Another method I’ve found effective is living in constant, sleep-deprieved fear.  Every night I perform the tiresome but necessary ritual of pulling the covers back and staring intently at where I’m about to sleep.  Fun fact, if Jon is already asleep when I do this, it invariably wakes him up.  He rolls over to see me staring intently at nothing and gets a little freaked out.  Then I run my hands briskly over the bedding several times, because that both brings bedbugs to the surface of my bedding and kills them instantly.  Brisk hands are their napalm.  Then I cautiously, fearfully crawl into bed and spend the night scratching psychosomatic itches and getting up to do a good stare every two hours.
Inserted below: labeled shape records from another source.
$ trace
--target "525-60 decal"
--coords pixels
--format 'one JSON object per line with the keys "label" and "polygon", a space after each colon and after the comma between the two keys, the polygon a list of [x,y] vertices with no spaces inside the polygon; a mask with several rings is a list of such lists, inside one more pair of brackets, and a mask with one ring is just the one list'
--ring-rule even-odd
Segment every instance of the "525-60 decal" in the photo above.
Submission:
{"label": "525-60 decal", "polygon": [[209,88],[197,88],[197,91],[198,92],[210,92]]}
Finally, I imagine the worst case scenario constantly.  Since childhood I’ve found that conceiving a devastating, finely detailed worst case scenario prevents it from actually happening.  I was never once abducted and sold into child slavery.  No wild animals ever escaped the zoo, broke into our house and ate my parents.  I never soiled myself at a Christmas and/or band concert.  So I’m really hoping I don’t roll over one day to find a bedbug colony forming civilization in my sheets, with a little town hall and a Starbucks.
It’s the invasion of it all that gets to me.  The fact that they’re bedbugs.  They’re not called kitchen crawlers or foyer hasslers, they’re bedbugs.  Call me old-fashioned, but I really like to know who’s in my bed before I get into it.  And if they ever were to infest our building, our apartment, our bed, I would just feel so filthy.  Like one of those people who wears too much cologne in lieu of taking a shower, or eats over the tub so they don’t have to wash dishes.  I know rationally that an infestation like this is the result of proximity, not conditions.  Too many old buildings, too many people to fill the streets with deet.  Bedbugs were rumoured to have even hit one of the theaters for TIFF, the upcoming Toronto International Film Festival.  The venue was apparently thoroughly inspected, with no infestation reported, but I can’t help but worry that this will keep Woody Allen from showing up to the premiere of his own movie on Sunday (I tried for two hours to get tickets online on a crashed server before being told it was sold out, so I have to spend my Sunday in the rush line hoping to catch a glimpse of at least Soon Yi and score a ticket).  It makes me think of that scene in Annie Hall where Woody flies to Los Angeles because he’s being honoured on television and he gets a sudden attack of severe flu-like symptoms that mysterious disappear when Diane Keaton tells him somebody will fill in for him and he doesn’t have to show up.  I bet this report of alleged bedbugs has him in such a state that not even Scarlett Johansson can light a fire under his ass.

Historically, I spend the first few days of September fraught with worry.  Summer ends, school looms, and I can’t sleep.  I wondered if I would fit in with the other kids this year.  If I would be able to keep my grades up and successfully avoid doing anything in gym.  If I could face what would surely be another challenging year and come out smarter, stronger and better than before.  The worries are different this Labour Day weekend, but the anxiety level is the same.  But I guess I just have to stay diligent, optimistic and hope to God that nothing gets under my skin.